Well, we can’t argue with that. Moreover, IBM/Red Hat’s leadership has prior experience with similar challenges, having successfully discontinued their main competitor CentOS three and a half years ago, transforming it into CentOS Stream, the RHEL’s upstream distro.
The end of the article, however, is quite peppery as, with a bit of a chuckle, Oracle offers Red Hat to pull money out of them if they have difficulties paying their developers’ salaries since they cite as a reason that their work can’t be given away for free to everyone.
In addition, we leave without comment on their proposal, RHEL to become downstream of Oracle Linux.
Finally, to IBM, here’s a big idea for you. You say that you don’t want to pay all those RHEL developers? Here’s how you can save money: just pull from us. Become a downstream distributor of Oracle Linux. We will happily take on the burden.
I suppose when your name is Oracle, and with almost limitless financial resources behind your back, you can afford such an attitude, even if your opponent at the front is named IBM.
AlmaLinux and Rocky Linux to Use Oracle’s Sources
Amidst Red Hat’s restrictive approach, Oracle seized the opportunity to showcase its dedication to the open-source philosophy.
On top of that, Oracle also firmly believes that its distribution will continue to adhere to the values that drive open source and remain open and free for anybody to use.
We want to emphasize to Linux developers, Linux customers, and Linux distributors that Oracle is committed to Linux freedom. Oracle makes the following promise: as long as Oracle distributes Linux, Oracle will make the binaries and source code for that distribution publicly and freely available.
As a follow-up, the suggestion that Linux developers who disagree with Red Hat’s actions can apply for jobs at Oracle also makes a strong impression. This a bold statement, implicitly suggesting and inviting Red Hat developers to take their chances with the software giant from Austin, TX.
By the way, if you are a Linux developer who disagrees with IBM’s actions and you believe in Linux freedom the way we do, we are hiring.
As a continuation of what was said a few days ago, on its official Twitter account, Oracle Linux addressed the main sufferers of the Red Hat decision, AlmaLinux, and Rocky Linux, suggesting that they are free to take the Oracle source code and use it as they see appropriate. Unfortunately, neither distribution has responded to this to date.

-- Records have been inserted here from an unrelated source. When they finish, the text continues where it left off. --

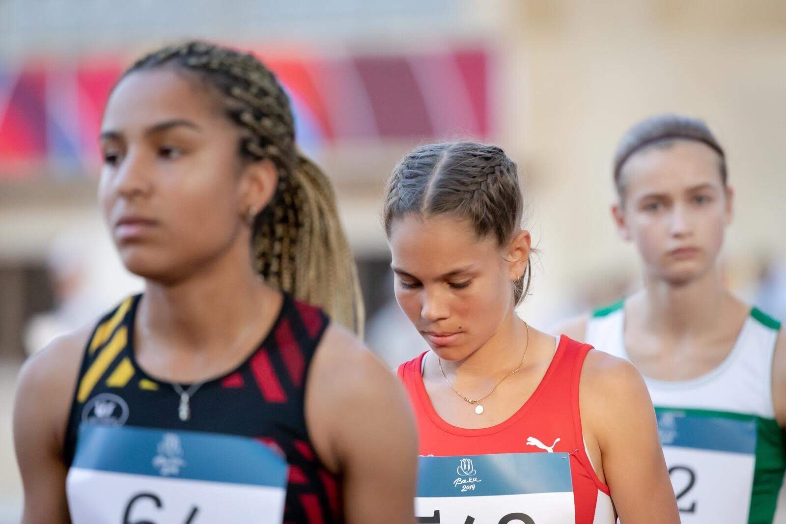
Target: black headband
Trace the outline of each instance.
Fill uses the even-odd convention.
[[[652,137],[652,138],[645,140],[645,141],[641,142],[641,144],[637,145],[635,148],[629,151],[628,152],[625,153],[623,158],[621,158],[619,161],[617,162],[617,164],[614,167],[615,179],[616,179],[619,176],[619,170],[622,169],[623,165],[626,162],[627,162],[628,159],[630,158],[634,152],[641,149],[643,149],[644,148],[647,147],[648,145],[650,145],[651,144],[654,144],[655,142],[659,142],[662,140],[673,140],[675,138],[680,140],[692,140],[694,142],[701,142],[702,144],[707,145],[713,151],[720,155],[721,158],[725,159],[725,153],[723,152],[723,149],[721,148],[720,145],[718,145],[716,142],[713,141],[708,140],[707,138],[701,138],[700,137],[694,137],[689,134],[683,134],[681,133],[667,133],[665,134],[659,134],[656,137]]]

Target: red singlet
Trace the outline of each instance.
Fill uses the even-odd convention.
[[[423,383],[425,352],[399,368],[415,412],[422,456],[496,453],[570,453],[577,524],[615,521],[608,486],[598,478],[587,456],[578,411],[582,365],[591,346],[567,336],[532,396],[510,418],[491,427],[465,429],[443,420]]]

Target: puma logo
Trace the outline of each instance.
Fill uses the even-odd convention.
[[[554,443],[552,444],[551,445],[546,445],[545,444],[540,442],[534,437],[530,437],[529,438],[527,439],[527,445],[534,445],[537,448],[540,448],[541,449],[545,449],[546,453],[553,453],[554,446],[556,445],[556,443],[559,442],[560,439],[557,438],[556,440],[554,441]]]

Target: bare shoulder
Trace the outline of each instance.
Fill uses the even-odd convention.
[[[90,328],[85,327],[59,336],[28,358],[19,372],[20,391],[31,387],[44,392],[70,388],[76,379],[90,332]]]
[[[367,448],[378,454],[374,446],[404,446],[417,454],[414,420],[398,379],[335,323],[311,364],[306,420],[317,453],[334,472],[346,471]]]
[[[559,336],[567,335],[574,340],[584,341],[587,331],[587,323],[590,321],[590,313],[584,313],[566,318],[556,322],[548,330],[552,335]]]
[[[356,398],[358,393],[384,394],[399,387],[391,371],[351,332],[332,323],[325,332],[312,364],[313,383],[329,386],[334,398]],[[373,387],[369,387],[369,385]],[[340,386],[340,387],[339,387]]]
[[[644,379],[635,365],[598,350],[590,350],[587,354],[582,367],[581,387],[593,394],[612,398],[623,396],[626,392],[647,393]]]
[[[773,355],[773,405],[778,424],[786,427],[786,332],[783,327],[775,339]]]
[[[62,445],[71,401],[87,338],[84,328],[57,337],[30,357],[19,372],[14,405],[14,427],[17,437],[28,429],[39,432],[42,423],[50,430],[47,442]]]

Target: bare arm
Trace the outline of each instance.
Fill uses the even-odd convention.
[[[778,333],[773,357],[773,405],[775,420],[780,427],[786,427],[786,332]]]
[[[320,457],[343,476],[347,522],[413,522],[417,438],[403,388],[336,325],[311,365],[306,418]]]
[[[582,370],[582,420],[623,524],[680,522],[649,393],[627,361],[593,350]]]
[[[20,372],[13,440],[24,489],[22,524],[68,523],[65,427],[86,332],[56,339]]]
[[[549,332],[555,336],[567,335],[574,340],[584,342],[589,320],[590,315],[587,314],[567,318],[551,326]]]

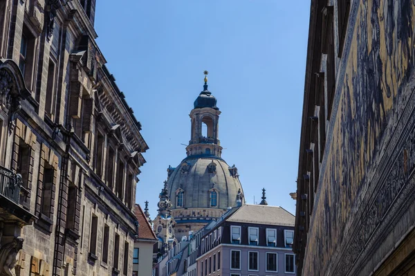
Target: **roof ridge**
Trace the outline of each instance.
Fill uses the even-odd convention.
[[[138,212],[140,213],[139,215],[141,217],[142,219],[139,219],[139,218],[137,217],[138,214],[137,214],[136,212],[134,212],[134,214],[136,215],[136,218],[137,219],[137,221],[139,221],[139,224],[138,224],[138,228],[140,228],[140,226],[142,226],[142,224],[140,224],[140,221],[141,221],[140,222],[143,222],[142,220],[145,221],[145,225],[147,226],[147,230],[149,231],[149,232],[151,233],[151,236],[153,237],[154,239],[157,239],[157,237],[156,237],[156,234],[154,234],[154,232],[153,231],[153,229],[151,228],[151,226],[149,223],[149,221],[148,221],[148,219],[147,219],[147,217],[145,217],[145,214],[144,214],[144,212],[142,211],[142,209],[141,208],[141,206],[140,205],[140,204],[138,203],[135,203],[135,208],[134,209],[136,209],[136,210],[138,211]],[[138,228],[140,229],[140,228]],[[138,235],[138,239],[145,239],[145,238],[142,238],[140,237],[139,233],[137,233],[137,234]]]

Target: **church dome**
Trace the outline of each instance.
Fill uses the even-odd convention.
[[[180,240],[219,218],[229,207],[243,204],[237,169],[221,158],[216,99],[208,90],[205,71],[203,91],[189,114],[190,140],[187,157],[176,167],[169,166],[167,180],[160,194],[158,217],[174,218],[174,237]],[[168,200],[169,204],[165,202]],[[167,206],[167,207],[165,207]]]
[[[173,210],[183,208],[225,210],[228,207],[236,206],[239,198],[243,201],[236,167],[230,167],[221,158],[185,158],[171,172],[167,186]],[[183,194],[179,195],[181,192]]]
[[[203,107],[210,107],[214,109],[219,109],[216,104],[216,99],[208,90],[208,84],[203,86],[203,91],[201,92],[199,97],[194,101],[194,108],[201,109]]]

Red Hat, a prominent open-source software solutions provider, is traditionally known for its dedication to the open-source ethos.
Unfortunately, following the CentOS saga and the present restriction on access to their source code, that status has now changed, and it’s unlikely they’ll ever be able to regain it.

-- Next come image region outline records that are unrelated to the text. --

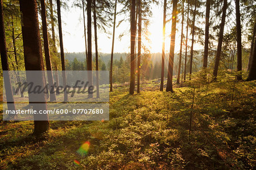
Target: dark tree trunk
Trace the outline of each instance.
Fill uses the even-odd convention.
[[[43,56],[41,49],[41,41],[39,35],[39,27],[38,18],[36,1],[19,1],[20,11],[22,13],[22,35],[24,45],[24,57],[26,71],[43,71]],[[34,62],[31,62],[34,61]],[[43,72],[38,76],[31,76],[27,74],[28,82],[34,82],[36,84],[45,86],[45,80]],[[36,105],[31,103],[35,110],[47,109],[46,94],[29,94],[30,103],[35,101],[40,101],[45,104]],[[45,121],[35,121],[34,134],[39,135],[49,130],[48,115],[34,115],[36,119],[38,117]]]
[[[222,45],[223,33],[224,32],[225,19],[226,18],[226,11],[228,7],[227,0],[224,0],[222,8],[222,16],[221,17],[221,23],[218,37],[218,47],[217,47],[216,58],[215,59],[214,69],[213,70],[213,80],[217,79],[218,74],[218,64],[220,64],[220,58],[221,54],[221,46]]]
[[[195,35],[195,22],[196,21],[196,1],[197,0],[196,0],[195,2],[195,10],[193,14],[192,39],[191,44],[191,49],[190,51],[189,80],[191,80],[191,74],[192,71],[193,55],[194,47],[194,35]]]
[[[110,92],[113,92],[113,57],[114,55],[114,42],[115,39],[115,18],[117,15],[117,0],[115,2],[115,13],[114,14],[114,25],[113,27],[113,39],[112,39],[112,48],[111,49],[111,59],[110,59]]]
[[[189,16],[189,1],[188,0],[188,15],[187,16],[187,32],[186,32],[186,48],[185,50],[185,61],[184,65],[184,81],[186,81],[187,73],[187,55],[188,52],[188,19]]]
[[[205,14],[205,35],[204,39],[204,62],[203,68],[207,68],[207,61],[208,59],[208,48],[209,48],[209,19],[210,18],[210,1],[207,0],[206,14]],[[206,77],[205,77],[206,78]]]
[[[254,20],[254,27],[253,28],[253,37],[251,38],[251,49],[250,51],[250,57],[249,57],[249,62],[248,62],[248,67],[247,68],[247,71],[250,71],[250,67],[251,67],[251,59],[253,58],[253,46],[254,46],[254,40],[255,40],[255,32],[256,32],[256,17],[255,18],[255,20]]]
[[[53,86],[53,76],[52,75],[52,64],[51,63],[51,56],[49,49],[49,40],[48,39],[47,33],[47,23],[46,22],[46,3],[44,0],[41,0],[41,15],[42,22],[43,24],[43,36],[44,39],[44,55],[46,57],[46,69],[47,71],[47,77],[49,82],[49,89],[54,88]],[[49,90],[51,92],[52,90]],[[56,101],[55,93],[50,93],[50,101]]]
[[[53,10],[52,8],[52,0],[49,0],[50,3],[50,11],[51,11],[51,25],[52,26],[52,36],[53,43],[53,52],[56,53],[56,43],[55,43],[55,32],[54,31],[54,19],[53,19]]]
[[[171,44],[170,47],[169,64],[168,66],[167,84],[166,92],[173,92],[172,90],[172,73],[174,71],[174,48],[175,43],[176,23],[177,17],[177,0],[174,0],[172,3],[172,31],[171,34]]]
[[[85,56],[86,57],[86,63],[88,60],[88,56],[87,53],[87,43],[86,43],[86,28],[85,26],[85,16],[84,15],[84,1],[82,0],[82,16],[84,18],[84,41],[85,42]]]
[[[59,24],[59,36],[60,37],[60,58],[61,59],[62,68],[62,80],[63,82],[63,87],[66,86],[66,73],[65,71],[65,56],[63,48],[63,40],[62,38],[62,27],[61,27],[61,16],[60,15],[60,0],[57,0],[57,13],[58,14],[58,24]],[[67,91],[64,92],[64,102],[68,101],[68,93]]]
[[[138,5],[138,80],[137,80],[137,93],[139,93],[139,84],[141,78],[141,24],[142,24],[142,11],[141,11],[141,0],[139,1]]]
[[[57,65],[55,65],[55,80],[56,80],[56,85],[57,87],[59,87],[59,72],[58,72],[58,68],[57,67]],[[58,96],[59,94],[56,93],[56,95]]]
[[[256,40],[254,40],[251,63],[247,81],[256,80]]]
[[[134,46],[136,33],[136,24],[135,21],[136,1],[131,1],[131,72],[130,80],[130,94],[134,93],[135,88],[135,60]]]
[[[3,71],[9,71],[8,64],[8,57],[6,49],[6,44],[5,41],[5,26],[3,23],[3,4],[2,0],[0,0],[0,52],[1,55],[1,63]],[[14,99],[13,98],[13,89],[11,88],[11,80],[9,73],[5,74],[3,76],[3,82],[6,95],[8,110],[15,110]]]
[[[97,38],[97,18],[96,18],[96,0],[93,0],[93,20],[94,24],[95,37],[95,60],[96,62],[96,88],[97,98],[100,98],[100,88],[98,86],[98,42]]]
[[[242,35],[240,22],[240,0],[236,0],[236,21],[237,28],[237,63],[238,72],[242,71]],[[242,80],[242,73],[238,73],[237,77],[237,81]]]
[[[164,47],[166,41],[166,0],[164,0],[164,11],[163,21],[163,43],[162,45],[162,67],[161,67],[161,82],[160,84],[160,91],[163,90],[163,82],[164,79]]]
[[[92,71],[92,1],[87,0],[87,39],[88,39],[88,60],[87,61],[87,70]],[[89,86],[92,85],[92,72],[88,72]],[[89,93],[88,97],[92,98],[93,95]]]
[[[180,58],[179,60],[179,69],[177,77],[177,84],[180,84],[180,67],[181,66],[182,56],[182,41],[183,40],[183,21],[184,21],[184,1],[182,1],[182,19],[181,19],[181,35],[180,36]]]
[[[11,24],[13,26],[13,31],[12,31],[12,38],[13,38],[13,51],[14,51],[14,59],[15,59],[15,68],[16,69],[16,71],[19,71],[19,67],[18,67],[18,56],[17,56],[17,51],[16,49],[16,43],[15,43],[15,39],[16,38],[14,35],[14,20],[13,20],[13,16],[11,16],[11,19],[12,19],[12,22],[11,22]],[[17,77],[17,81],[18,82],[20,82],[20,77],[19,77],[19,72],[17,72],[16,73],[16,77]],[[22,90],[19,90],[20,93],[20,97],[24,97],[24,94],[23,94],[23,92]]]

So, regardless of the mixed feelings the Linux community has towards Oracle, often underrated, in the current situation, their Oracle Linux, 1:1 binary compatible with RHEL, may be the lifeline for many. Additionally, needless to say, with it, you get a reliable, top-notch Linux distribution.
In closing, however, we must mention that Oracle themselves state that they cannot guarantee that after RHEL 9.2, Oracle Linux will continue to be 1:1 binary compatible with Red Hat’s OS.
In any case, we are in for some fascinating months ahead, in which the enterprise Linux segment may undergo significant changes and realignments of the major players. As always, we will keep an eye on everything related to this topic and keep you updated.